The new section (c) added to Rule 21F-6 in September 2020 establishes a maximum award of 30% of the total monetary sanctions collected but caps the maximum award at $5 million. Though this $5 million cutoff restricts the application of the presumption, nearly 75% of all whistleblower awards to date have been less than $5 million. Therefore, nearly 75% of all whistleblower awards going forward are likely to be eligible for the presumed statutory maximum award under Rule 21F-6(c).

This presumption does not apply if any of the negative award criteria specified in Rule 21F-6(b), and discussed above, are present. In other words, a whistleblower who bears some culpability in the underlying securities violations, who unreasonably delays reporting, or who interferes with a company’s internal compliance processes or reporting program, will not benefit from the presumption in favor of the maximum award amount.
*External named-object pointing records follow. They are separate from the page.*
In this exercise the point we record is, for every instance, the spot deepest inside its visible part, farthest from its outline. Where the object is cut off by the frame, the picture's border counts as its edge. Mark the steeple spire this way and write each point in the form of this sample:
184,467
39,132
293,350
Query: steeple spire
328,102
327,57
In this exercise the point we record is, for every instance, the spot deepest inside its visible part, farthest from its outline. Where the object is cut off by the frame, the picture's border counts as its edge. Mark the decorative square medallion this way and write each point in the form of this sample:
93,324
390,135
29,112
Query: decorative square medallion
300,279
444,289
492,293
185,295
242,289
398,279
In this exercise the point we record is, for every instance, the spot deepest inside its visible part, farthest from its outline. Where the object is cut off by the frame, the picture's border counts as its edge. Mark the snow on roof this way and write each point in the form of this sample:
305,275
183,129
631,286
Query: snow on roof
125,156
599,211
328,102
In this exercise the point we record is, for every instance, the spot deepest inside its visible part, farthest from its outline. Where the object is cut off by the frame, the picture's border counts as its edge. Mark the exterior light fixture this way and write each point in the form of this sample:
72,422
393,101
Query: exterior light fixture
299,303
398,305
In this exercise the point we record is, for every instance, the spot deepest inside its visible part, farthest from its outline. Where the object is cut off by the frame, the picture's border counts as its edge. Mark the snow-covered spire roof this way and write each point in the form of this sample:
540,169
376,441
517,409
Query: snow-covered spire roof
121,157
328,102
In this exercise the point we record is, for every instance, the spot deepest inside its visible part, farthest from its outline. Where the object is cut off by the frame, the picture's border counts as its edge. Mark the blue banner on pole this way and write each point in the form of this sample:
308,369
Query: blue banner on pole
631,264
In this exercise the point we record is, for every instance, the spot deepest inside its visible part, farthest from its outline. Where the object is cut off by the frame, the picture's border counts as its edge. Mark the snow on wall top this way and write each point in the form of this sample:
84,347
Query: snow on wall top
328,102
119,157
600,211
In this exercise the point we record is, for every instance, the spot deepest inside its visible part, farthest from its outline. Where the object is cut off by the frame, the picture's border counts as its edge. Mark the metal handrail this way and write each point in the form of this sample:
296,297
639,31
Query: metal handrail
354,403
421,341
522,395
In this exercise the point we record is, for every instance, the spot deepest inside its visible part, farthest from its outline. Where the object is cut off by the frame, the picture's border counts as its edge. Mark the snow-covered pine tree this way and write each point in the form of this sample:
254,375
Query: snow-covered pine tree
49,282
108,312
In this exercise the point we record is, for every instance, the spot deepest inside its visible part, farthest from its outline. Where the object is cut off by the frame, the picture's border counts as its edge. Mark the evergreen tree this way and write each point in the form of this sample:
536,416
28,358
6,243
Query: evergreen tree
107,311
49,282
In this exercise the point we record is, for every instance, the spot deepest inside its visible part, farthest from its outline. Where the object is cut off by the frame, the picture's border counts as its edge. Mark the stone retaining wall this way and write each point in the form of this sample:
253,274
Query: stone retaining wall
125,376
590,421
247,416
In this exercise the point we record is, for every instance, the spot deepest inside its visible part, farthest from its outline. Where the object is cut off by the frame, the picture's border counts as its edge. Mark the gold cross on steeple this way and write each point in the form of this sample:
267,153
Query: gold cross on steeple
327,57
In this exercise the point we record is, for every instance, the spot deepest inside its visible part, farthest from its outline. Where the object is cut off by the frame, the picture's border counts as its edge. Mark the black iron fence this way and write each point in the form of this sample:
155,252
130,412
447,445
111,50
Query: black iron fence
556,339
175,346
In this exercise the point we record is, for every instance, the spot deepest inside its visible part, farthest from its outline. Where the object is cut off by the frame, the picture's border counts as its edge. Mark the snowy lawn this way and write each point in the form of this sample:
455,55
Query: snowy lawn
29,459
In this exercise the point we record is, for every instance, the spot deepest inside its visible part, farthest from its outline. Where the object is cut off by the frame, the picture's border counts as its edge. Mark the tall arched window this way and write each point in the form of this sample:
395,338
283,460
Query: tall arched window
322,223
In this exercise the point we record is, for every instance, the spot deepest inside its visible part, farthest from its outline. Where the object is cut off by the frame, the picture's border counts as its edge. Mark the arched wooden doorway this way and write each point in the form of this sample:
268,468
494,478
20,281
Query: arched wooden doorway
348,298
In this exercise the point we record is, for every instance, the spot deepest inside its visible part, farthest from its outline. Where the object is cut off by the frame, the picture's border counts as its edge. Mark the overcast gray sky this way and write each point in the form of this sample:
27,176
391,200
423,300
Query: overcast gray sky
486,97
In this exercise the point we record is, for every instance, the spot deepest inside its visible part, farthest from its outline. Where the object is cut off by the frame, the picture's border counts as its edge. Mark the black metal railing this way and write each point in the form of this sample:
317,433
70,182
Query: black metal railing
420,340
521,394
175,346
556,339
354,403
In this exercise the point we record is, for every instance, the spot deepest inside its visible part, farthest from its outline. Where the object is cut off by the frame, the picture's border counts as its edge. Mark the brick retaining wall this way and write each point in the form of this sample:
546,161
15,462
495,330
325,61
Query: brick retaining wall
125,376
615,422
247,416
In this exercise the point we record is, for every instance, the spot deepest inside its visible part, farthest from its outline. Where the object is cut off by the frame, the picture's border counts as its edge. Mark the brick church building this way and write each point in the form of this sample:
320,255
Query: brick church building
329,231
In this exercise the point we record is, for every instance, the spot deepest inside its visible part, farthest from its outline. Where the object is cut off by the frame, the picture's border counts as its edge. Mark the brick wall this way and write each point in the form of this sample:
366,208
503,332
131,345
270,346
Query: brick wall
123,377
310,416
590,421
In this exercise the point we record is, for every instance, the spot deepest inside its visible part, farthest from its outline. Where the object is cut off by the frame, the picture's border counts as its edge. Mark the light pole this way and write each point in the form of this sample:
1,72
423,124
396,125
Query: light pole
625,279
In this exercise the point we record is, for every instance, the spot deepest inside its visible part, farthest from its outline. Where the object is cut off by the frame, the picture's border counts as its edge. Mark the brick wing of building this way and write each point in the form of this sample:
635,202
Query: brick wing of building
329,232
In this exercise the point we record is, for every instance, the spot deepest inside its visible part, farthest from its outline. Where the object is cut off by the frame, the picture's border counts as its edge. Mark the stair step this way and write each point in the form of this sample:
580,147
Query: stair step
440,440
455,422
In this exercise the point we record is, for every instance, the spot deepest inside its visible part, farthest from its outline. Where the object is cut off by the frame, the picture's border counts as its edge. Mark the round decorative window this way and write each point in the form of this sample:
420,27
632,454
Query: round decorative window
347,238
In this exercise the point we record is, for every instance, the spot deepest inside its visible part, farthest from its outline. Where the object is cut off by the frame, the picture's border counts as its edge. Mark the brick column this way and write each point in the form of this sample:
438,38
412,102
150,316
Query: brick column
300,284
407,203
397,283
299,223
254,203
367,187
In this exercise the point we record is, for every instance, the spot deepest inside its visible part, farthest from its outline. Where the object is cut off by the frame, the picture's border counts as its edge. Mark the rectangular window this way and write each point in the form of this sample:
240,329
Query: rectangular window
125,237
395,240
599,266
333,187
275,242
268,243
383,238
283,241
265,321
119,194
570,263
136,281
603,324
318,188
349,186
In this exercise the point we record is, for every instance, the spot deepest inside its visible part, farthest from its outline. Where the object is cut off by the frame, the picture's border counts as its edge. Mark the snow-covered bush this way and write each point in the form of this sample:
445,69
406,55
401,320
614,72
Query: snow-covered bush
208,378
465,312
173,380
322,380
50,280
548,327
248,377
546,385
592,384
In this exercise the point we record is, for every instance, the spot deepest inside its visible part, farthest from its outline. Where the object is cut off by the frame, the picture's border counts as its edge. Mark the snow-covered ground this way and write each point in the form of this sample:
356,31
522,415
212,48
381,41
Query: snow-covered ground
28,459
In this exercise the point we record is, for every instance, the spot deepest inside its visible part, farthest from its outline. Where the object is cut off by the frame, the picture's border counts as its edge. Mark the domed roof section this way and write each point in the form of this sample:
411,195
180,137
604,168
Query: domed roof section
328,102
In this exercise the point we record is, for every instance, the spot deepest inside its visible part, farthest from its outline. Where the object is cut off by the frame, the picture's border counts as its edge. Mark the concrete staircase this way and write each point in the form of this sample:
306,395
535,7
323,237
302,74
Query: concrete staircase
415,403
Nor does the presumption apply where the award claim triggers Rule 21F-16, which concerns whistleblowers who engage in culpable conduct.

Even absent the negative award factors, the Commission retains discretion to deny a maximum award. The Commission may make such a determination if the whistleblower provided only limited assistance, or if applying the presumption would be otherwise “inconsistent with the public interest, the promotion of investor protection, or the objectives of the whistleblower program.” For example, if a whistleblower engaged in securities law violations that were unrelated to the present action, the Commission could in its discretion ignore the presumption and award less than the statutory maximum award.

Where more than one whistleblower contributes to a successful enforcement action, and at least one of the multiple meritorious whistleblowers would qualify for the presumption if that individual were the sole meritorious whistleblower, then the total aggregate award paid to all meritorious whistleblowers will be the statutory maximum.

Conclusion

Prior to the adoption of Exchange Act Rule 21F-6(c), the Commission would consider the positive factors of Rule 21F-6(a), together with the negative factors of Rule 21F-6(b), to arrive at an award between 10% and 30% of the total monetary sanctions collected in the covered action. Now, except when the maximum award would exceed $5 million, the Commission begins with the presumption that the whistleblower is entitled to the maximum award. This new presumption furthers the goals of the SEC Whistleblower Program to incentivize individuals to report possible securities laws violations to the Commission. It also adds some predictability and transparency to the determination of award amounts.

In an order from March 29, 2021, the Commission applied the new presumption to award the statutory maximum to two whistleblowers who both contributed to a successful enforcement action. In awarding a higher allocation to one of the claimants, the Commission noted that that claimant reported information that was more significant to the SEC’s investigation, so it is clear that the positive factors in Rule 21F-6(a) —the significance of the information and the participation in internal compliance systems—remain relevant to the Commission’s discretionary determinations, and also to the determination of award allocations among multiple whistleblowers.

Those with original information about potential securities violations should retain experienced counsel to help them navigate the laws regarding when a whistleblower may be eligible for an award, how a whistleblower can maximize his or her potential award, and when a whistleblower is protected from employment retaliation for reporting violations.